Users quickly cried foul.
"Um no. Sorry spotify – I'm sorry to leave you but this goes too far. My SO has less access. @Spotify #privacy #tech, " tweeted berbels.
And carnalizer tweeted that he has already quit Spotify, writing, "There, @Spotify account ended. I suggest you do the same. Privacy policies like that must die. I'll happily resume sub after remedies."
According to a lot of tweets, Spotify's move may be a boon for other services, like Apple Music.
"Seems like a good time to finally cancel my Spotify account and go all-in on Apple Music," tweeted steipete.
After the online tumult grew, Spotify CEO Daniel Ek tried to ease concerns and offer an apology, putting up his own post today.
"We should have done a better job in communicating what these policies mean and how any information you choose to share will – and will not – be used," he wrote. "We understand people's concerns about their personal information and are 100% committed to protecting our users' privacy and ensuring that you have control over the information you share."
He noted in the post that Spotify will always ask users before accessing their photos, contacts, voice controls and location. If the user declines the request, Spotify, he says, will not access it.

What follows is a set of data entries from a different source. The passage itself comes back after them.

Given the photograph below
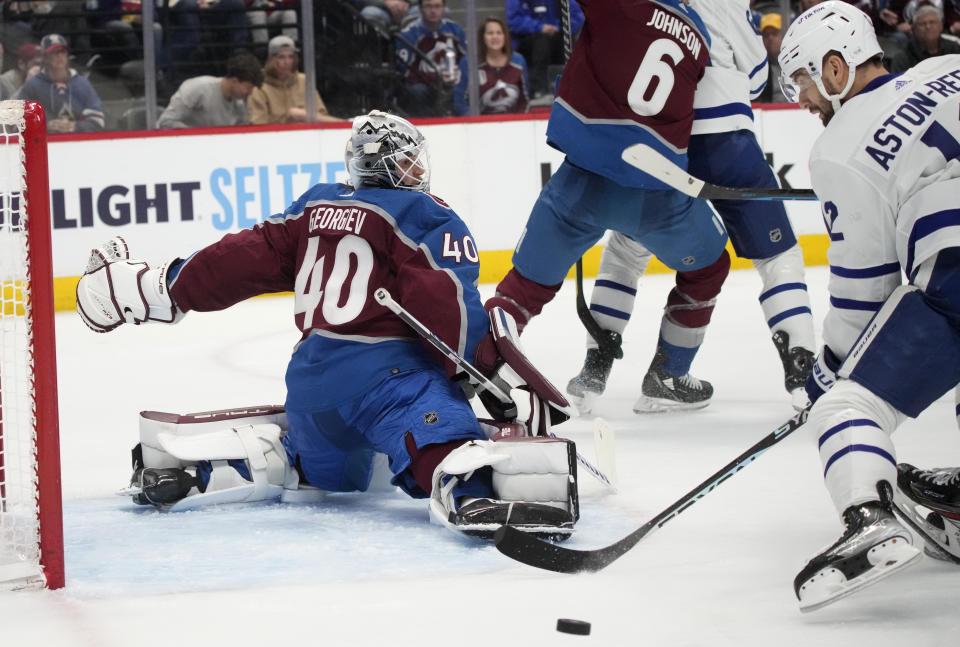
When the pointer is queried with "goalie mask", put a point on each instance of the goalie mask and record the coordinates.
(832, 26)
(386, 151)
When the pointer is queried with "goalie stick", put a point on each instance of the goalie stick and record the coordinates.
(656, 165)
(382, 295)
(542, 554)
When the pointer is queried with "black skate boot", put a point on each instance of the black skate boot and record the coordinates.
(873, 546)
(584, 388)
(797, 364)
(162, 487)
(929, 501)
(664, 392)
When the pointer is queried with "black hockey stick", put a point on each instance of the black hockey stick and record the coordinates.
(382, 295)
(655, 164)
(541, 554)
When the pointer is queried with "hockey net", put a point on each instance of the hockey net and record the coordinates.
(31, 533)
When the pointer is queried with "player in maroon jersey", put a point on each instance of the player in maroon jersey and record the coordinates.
(631, 78)
(360, 381)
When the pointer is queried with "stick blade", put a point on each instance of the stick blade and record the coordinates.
(528, 549)
(659, 167)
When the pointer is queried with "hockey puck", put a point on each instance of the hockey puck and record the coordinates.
(570, 626)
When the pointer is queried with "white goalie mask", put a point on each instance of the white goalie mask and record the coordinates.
(386, 151)
(831, 26)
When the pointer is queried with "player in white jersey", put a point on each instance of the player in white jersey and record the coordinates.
(722, 130)
(887, 172)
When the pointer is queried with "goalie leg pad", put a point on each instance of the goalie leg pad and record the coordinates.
(534, 485)
(207, 458)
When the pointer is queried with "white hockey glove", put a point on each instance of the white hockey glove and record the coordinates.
(824, 374)
(533, 482)
(115, 290)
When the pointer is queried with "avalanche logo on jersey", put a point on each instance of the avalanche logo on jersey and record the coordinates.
(434, 48)
(501, 96)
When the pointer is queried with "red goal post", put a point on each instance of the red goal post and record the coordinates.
(31, 519)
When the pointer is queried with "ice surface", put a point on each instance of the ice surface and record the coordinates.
(364, 570)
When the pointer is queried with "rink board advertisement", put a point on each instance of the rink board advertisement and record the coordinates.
(171, 194)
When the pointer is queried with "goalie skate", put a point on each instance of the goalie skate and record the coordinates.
(664, 392)
(873, 547)
(925, 500)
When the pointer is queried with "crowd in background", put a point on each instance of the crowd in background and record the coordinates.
(228, 62)
(909, 31)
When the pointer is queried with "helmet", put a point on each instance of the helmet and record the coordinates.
(387, 151)
(826, 27)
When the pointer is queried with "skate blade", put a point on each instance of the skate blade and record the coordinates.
(829, 585)
(583, 403)
(937, 541)
(646, 404)
(799, 399)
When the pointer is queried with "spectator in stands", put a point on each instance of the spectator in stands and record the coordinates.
(69, 101)
(926, 40)
(117, 31)
(429, 51)
(951, 18)
(59, 17)
(501, 72)
(388, 14)
(771, 30)
(28, 54)
(206, 101)
(538, 36)
(282, 99)
(226, 19)
(267, 15)
(900, 13)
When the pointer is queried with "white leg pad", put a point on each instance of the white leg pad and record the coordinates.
(258, 445)
(155, 423)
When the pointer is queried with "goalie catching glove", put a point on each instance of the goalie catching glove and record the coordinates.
(115, 290)
(533, 480)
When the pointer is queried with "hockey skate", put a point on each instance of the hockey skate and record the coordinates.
(873, 546)
(584, 388)
(664, 392)
(797, 364)
(929, 502)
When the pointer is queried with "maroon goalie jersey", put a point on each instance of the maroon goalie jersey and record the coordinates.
(333, 248)
(630, 79)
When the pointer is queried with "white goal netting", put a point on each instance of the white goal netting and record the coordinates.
(19, 523)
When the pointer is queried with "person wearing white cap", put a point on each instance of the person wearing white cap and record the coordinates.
(271, 13)
(282, 99)
(69, 100)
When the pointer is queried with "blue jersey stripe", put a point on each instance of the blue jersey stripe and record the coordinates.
(865, 272)
(611, 312)
(786, 314)
(854, 304)
(926, 226)
(726, 110)
(846, 424)
(783, 287)
(871, 449)
(613, 285)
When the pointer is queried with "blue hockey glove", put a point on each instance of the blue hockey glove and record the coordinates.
(824, 374)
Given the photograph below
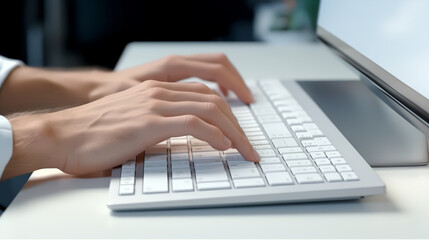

Ek also said, for instance, that if users allow the service to access their photos, the company will only use or access images that the user specifically chooses to share. "Those photos would only be used in ways you choose and control – to create personalized cover art for a playlist or to change your profile image, for example," he added.
As for accessing users' voice control features, Ek said future versions of the service could be built to enable people to navigate, skip songs or pause music hands-free. Spotify would not access users' voice controls without express permission.